IGLESIA DE SAN JUAN BAUTISTA (HERRERA DE LOS NAVARROS)


Se sitúa Herrera de los Navarros a los pies de la Sierra de su mismo nombre, en el somontano de la cordillera Ibérica. El casco urbano ocupa una vaguada que atraviesa el río Herrera, afluente del Aguasvivas, por su centro dividiendo en dos el caserío.

A escasos quinientos metros de la villa, en la partida de los Castellares, sobre la Plana, se ha excavado un poblado iberoromano con hallazgos de la época, sobre todo cerámica pintada. Se documenta la existencia de Herrera desde el siglo XII, cuando en 1128 Alfonso I concede unas casas en Ribas a García Aznar de Ferrera, teniendo también noticia de que en diciembre del mismo año era tenente de la población Gastón de Belorado. Perteneciente a la sexma de Trassierra de la Comunidad de Daroca su término fue coto de caza real.

Por último, y para terminar esta pequeña introducción, parece necesario hacer referencia al apelativo “de los Navarros” que en un principio se atribuyó a su posible repoblación tras la reconquista por gentes venidas de tierras navarras. La última interpretación que se hace del mismo parece más verosímil, pero debe de tomarse con todas las reservas: lo relaciona con las cruces florlisadas que aparecen en la portada de la iglesia, las cuales pueden verse también en la iglesia de San Miguel de los Navarros de Zaragoza y que parecen estar relacionadas con el obispo Pedro Aznar de Rada en cuyo blasón aparecía esta cruz.

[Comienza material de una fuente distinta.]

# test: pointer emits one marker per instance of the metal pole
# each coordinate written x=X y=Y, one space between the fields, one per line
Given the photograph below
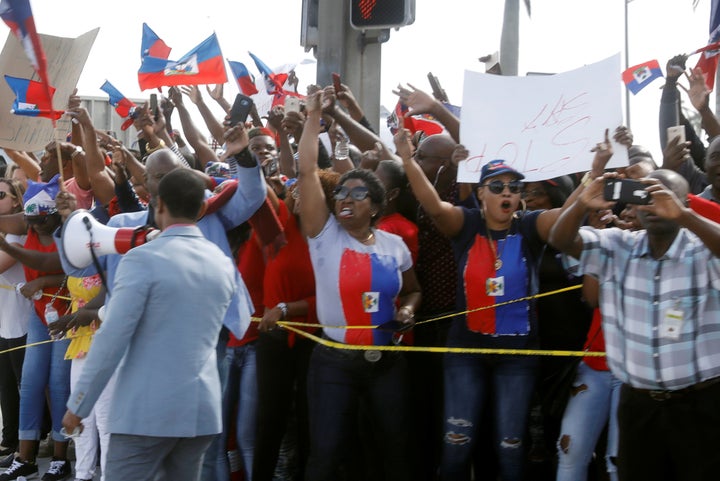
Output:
x=627 y=64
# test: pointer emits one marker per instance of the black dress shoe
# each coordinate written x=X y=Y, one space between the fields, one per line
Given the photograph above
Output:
x=7 y=460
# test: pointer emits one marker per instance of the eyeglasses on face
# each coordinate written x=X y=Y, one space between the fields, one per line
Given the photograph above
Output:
x=356 y=193
x=498 y=186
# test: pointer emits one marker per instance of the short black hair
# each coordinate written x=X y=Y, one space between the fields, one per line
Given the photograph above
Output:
x=182 y=192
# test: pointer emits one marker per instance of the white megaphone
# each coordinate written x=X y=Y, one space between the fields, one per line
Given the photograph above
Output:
x=81 y=233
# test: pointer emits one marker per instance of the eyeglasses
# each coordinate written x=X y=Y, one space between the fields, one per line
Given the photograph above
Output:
x=498 y=186
x=356 y=193
x=36 y=219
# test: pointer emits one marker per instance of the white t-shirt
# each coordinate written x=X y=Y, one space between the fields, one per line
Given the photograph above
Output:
x=357 y=284
x=15 y=309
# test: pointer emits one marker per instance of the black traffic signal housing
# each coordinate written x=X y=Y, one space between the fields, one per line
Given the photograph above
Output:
x=373 y=14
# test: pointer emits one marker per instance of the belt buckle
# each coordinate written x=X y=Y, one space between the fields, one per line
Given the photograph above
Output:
x=660 y=395
x=372 y=355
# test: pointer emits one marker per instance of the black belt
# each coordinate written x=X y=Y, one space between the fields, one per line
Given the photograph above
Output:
x=663 y=395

Tomando la calle principal que corre paralela al río se llega hasta la plaza principal o plaza del Castillo, en cuyo frente se levanta el edificio y torre de su parroquial de San Juan Bautista.

 
 

El conjunto tal y como hoy lo contemplamos es producto de cuatro etapas constructivas que abarcan desde mitad del siglo XIV hasta finales del XVII, y de las cuales las dos primeras se corresponden con la fábrica mudéjar, la primera de mediados del XIV y la segunda de principios del XV. En el siglo XVI se añadiría el cuerpo de campanas de la torre y en el XVII la cabecera y el crucero convirtiéndola en iglesia de planta de cruz latina. Esta parte de la cabecera y crucero fue la que más daños sufrió durante la guerra civil de 1936-39, teniendo que restaurarse en su mayor parte, cubriendo el crucero con la cúpula hemiesférica sobre pechinas reforzadas que ahora se ve y los brazos y presbiterio con bóveda de arista.

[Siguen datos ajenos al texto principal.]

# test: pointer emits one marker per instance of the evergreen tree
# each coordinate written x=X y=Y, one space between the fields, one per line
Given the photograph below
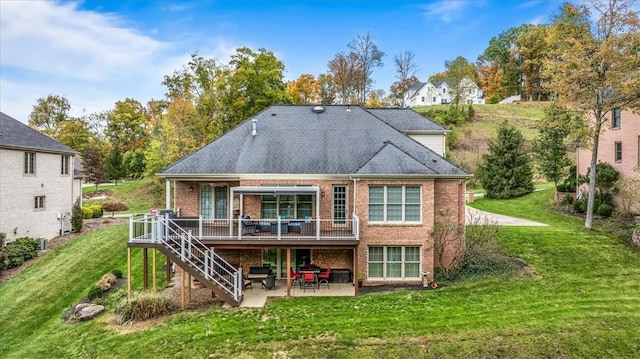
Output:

El templo y la torre se encuentran totalmente exentos a excepción del hastial occidental donde se levanta adosada la casa parroquial, ocultando de esta forma la parte baja de la torre y el tramo de los pies del templo.

 
 

A pesar de ello, dada la estrechez de las calles adyacentes, a excepción de la amplia plaza que se abre al frente la mejor vista de conjunto que permite ver en detalle tanto la parte mudéjar como la ampliación barroca, se obtiene desde la carretera, cuando se baja dirección a la localidad viniendo desde Aguilón.

Así pueden contemplarse perfectamente los tramos de la construcción medieval con la torre campanario y las tres torres contrafuerte que se conservan, al haber desaparecido las dos correspondientes a la cabecera cuando se levantó el crucero y la cabecera en 1681, sustituyendo al primitivo testero que sería recto con triple capilla, al igual que las iglesias de Tobed o Torralba de Ribota. Igualmente se observa perfectamente el andito o tribuna que corre por laterales y pies de la nave.

 
 
 

Desde la plaza quedan visibles los dos tramos de la nave y la torre, ocultando la calle que se abre en su lateral, crucero y cabecera.